Y yo salpico: agréguese un chorrito de Milei y el cocktail queda listo para degustar. Es por eso que aquí Martín Lema necesita de ese marketing agresivo y esa subida de tono para esgrimir una aparente impostura. Justo él que no es precisamente un desconocido, sino alguien que necesita esconder sus graves problemas de gestión en el Mides, además de sus prácticas políticas anteriores y su pertenencia a una administración que defraudó y fue expulsada del gobierno, con coalición multicolor y todo, por el voto popular. Por eso su juego no se puede basar en aciertos ni en virtudes de propuestas, y no le queda otra que apostar a los errores no forzados del FA.
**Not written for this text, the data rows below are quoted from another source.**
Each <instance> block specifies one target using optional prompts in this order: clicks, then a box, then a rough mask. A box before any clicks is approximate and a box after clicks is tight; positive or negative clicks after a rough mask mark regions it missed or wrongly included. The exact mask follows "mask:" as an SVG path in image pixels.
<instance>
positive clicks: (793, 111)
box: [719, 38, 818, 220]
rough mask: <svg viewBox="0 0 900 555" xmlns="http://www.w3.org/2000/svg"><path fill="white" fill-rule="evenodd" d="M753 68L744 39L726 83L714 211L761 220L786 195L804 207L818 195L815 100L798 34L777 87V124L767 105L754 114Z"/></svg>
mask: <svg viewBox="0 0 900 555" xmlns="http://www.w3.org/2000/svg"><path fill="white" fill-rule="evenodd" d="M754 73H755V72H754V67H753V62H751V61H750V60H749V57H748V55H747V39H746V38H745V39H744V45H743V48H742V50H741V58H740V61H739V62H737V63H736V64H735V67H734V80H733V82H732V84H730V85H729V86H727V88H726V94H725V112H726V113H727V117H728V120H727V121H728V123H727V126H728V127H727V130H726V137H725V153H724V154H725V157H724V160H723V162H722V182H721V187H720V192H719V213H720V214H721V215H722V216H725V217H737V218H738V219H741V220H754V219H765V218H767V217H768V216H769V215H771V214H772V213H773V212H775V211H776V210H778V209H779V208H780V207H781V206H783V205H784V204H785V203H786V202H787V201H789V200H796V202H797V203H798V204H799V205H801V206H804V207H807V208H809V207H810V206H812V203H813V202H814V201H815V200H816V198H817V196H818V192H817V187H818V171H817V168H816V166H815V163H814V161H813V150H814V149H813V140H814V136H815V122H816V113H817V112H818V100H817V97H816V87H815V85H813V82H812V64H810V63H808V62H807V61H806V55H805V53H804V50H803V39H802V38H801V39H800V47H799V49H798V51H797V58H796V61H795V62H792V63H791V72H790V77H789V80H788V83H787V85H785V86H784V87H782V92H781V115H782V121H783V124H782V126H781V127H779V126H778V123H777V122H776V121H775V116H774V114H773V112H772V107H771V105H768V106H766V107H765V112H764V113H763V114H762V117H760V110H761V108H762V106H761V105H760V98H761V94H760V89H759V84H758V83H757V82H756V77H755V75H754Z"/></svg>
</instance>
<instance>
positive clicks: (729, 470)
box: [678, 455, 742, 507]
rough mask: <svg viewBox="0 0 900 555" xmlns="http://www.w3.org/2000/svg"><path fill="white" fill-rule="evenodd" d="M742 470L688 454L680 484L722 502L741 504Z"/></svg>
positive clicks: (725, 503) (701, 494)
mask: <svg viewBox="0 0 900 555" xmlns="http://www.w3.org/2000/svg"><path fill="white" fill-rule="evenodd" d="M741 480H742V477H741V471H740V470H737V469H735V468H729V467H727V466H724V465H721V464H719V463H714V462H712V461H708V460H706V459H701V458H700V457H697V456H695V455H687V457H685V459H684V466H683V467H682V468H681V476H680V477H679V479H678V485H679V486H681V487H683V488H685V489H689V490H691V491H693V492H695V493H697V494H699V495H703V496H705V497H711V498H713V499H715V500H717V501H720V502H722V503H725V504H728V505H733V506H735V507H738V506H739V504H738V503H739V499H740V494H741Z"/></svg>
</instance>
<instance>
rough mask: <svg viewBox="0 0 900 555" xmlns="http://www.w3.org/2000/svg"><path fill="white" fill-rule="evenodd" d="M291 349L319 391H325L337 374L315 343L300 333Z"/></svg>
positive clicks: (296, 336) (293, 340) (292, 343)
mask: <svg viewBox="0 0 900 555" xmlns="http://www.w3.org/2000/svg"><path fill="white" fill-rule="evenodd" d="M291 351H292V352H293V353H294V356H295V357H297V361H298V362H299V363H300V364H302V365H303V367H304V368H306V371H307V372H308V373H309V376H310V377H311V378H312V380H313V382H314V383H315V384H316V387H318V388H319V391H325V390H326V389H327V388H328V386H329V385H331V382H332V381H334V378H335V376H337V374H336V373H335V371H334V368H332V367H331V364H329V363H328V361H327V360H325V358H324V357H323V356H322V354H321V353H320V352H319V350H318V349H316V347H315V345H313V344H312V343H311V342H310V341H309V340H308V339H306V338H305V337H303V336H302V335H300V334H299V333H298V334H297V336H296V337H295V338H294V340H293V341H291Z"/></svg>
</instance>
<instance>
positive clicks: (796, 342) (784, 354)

Es allí donde todos quienes juegan en la cancha, aunque no fueran titulares, deben comprender la importancia del momento y tener el imperativo ético y moral de hacer las cosas bien siempre. Mucho menos pretender justificar lo injustificable ni hacer lo que no es necesario. Errores, forzados o no, cometemos todos y todas, y rectificar era imprescindible. La fuerza política reaccionó y la cordura primó. Esto muestra las burbujas del poder que pierde pie en el juego de la realidad y erra. A buen entendedor, sobran palabras. Lo que no sobraba era tiempo.